- Lake Poinsett Location within South Dakota
- Coordinates: 44°33′59″N 97°04′47″W﻿ / ﻿44.56639°N 97.07972°W
- Country: United States
- State: South Dakota
- Counties: Hamlin, Brookings

Area
- • Total: 17.77 sq mi (46.03 km^{2})
- • Land: 4.89 sq mi (12.66 km^{2})
- • Water: 12.88 sq mi (33.37 km^{2})
- Elevation: 1,641 ft (500 m)

Population (2020)
- • Total: 501
- • Density: 102.5/sq mi (39.57/km^{2})
- Time zone: UTC-6 (Central (CST))
- • Summer (DST): UTC-5 (CDT)
- Area code: 605
- FIPS code: 46-35480
- GNIS feature ID: 2584558

= Lake Poinsett, South Dakota =

Lake Poinsett is a census-designated place (CDP) in Hamlin and Brookings counties in South Dakota, United States. The population was 501 at the 2020 census.

==Geography==
The Lake Poinsett CDP comprises the lake of the same name and its shoreside communities in Hamlin and Brookings counties.
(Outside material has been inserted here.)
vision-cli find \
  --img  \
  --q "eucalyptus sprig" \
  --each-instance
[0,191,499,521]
U.S. Route 81 passes through the CDP along the western shore of the lake and leads north 24 mi to Watertown and south 13 mi to Arlington.
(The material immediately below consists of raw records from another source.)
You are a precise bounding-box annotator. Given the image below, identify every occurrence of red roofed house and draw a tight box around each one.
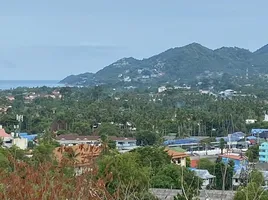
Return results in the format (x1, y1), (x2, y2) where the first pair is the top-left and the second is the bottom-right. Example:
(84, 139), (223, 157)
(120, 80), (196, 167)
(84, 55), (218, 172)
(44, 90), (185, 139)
(165, 149), (189, 167)
(0, 125), (12, 142)
(220, 153), (248, 172)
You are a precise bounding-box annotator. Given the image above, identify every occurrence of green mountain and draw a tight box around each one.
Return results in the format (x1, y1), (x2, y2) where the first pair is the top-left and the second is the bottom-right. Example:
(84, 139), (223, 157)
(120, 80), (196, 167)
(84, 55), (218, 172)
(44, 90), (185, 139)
(61, 43), (268, 85)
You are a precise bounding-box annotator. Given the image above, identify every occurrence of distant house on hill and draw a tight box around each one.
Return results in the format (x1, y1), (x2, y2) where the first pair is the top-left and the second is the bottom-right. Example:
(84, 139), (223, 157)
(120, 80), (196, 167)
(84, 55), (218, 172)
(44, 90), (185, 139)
(56, 134), (138, 152)
(50, 120), (68, 132)
(220, 153), (248, 172)
(165, 148), (189, 167)
(53, 144), (102, 175)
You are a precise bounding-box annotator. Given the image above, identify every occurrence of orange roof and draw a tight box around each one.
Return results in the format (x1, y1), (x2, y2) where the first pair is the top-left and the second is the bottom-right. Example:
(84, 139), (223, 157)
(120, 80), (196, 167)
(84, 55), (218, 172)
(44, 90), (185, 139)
(220, 154), (247, 160)
(54, 144), (102, 166)
(165, 149), (189, 159)
(0, 129), (11, 138)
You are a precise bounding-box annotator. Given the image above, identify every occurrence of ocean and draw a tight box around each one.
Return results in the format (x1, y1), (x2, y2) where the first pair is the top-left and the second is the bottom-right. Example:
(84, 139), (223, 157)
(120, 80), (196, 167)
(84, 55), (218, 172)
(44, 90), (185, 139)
(0, 80), (64, 90)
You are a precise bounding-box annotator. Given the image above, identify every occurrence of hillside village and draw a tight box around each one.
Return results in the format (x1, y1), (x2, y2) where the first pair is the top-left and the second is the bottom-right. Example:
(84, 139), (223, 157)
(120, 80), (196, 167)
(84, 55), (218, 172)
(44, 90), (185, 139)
(0, 86), (268, 199)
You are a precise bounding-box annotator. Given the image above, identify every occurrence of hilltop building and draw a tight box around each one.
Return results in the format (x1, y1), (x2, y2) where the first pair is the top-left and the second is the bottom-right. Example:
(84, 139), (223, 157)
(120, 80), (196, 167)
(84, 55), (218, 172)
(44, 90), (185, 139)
(259, 142), (268, 163)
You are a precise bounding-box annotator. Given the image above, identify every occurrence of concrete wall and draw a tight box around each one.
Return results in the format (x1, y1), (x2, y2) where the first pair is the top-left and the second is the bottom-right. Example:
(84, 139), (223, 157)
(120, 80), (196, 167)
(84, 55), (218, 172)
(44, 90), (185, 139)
(150, 188), (235, 200)
(12, 138), (28, 150)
According to the United States Census Bureau, the Lake Poinsett CDP has a total area of 46.0 km2, of which 13.5 sqkm is land and 32.5 sqkm, or 70.67%, is water.

==Demographics==

Historical population
| Census | Pop. | Note | %± |
| 2020 | 501 |  | — |
U.S. Decennial Census

==Education==
Within Hamlin County, the northwestern part is in the Hamlin School District 28-3, the northeastern part is in the Estelline School District 28-2, and a small southern part is in the Arlington School District 38-1.

The portion in Brookings County is in the Arlington School District.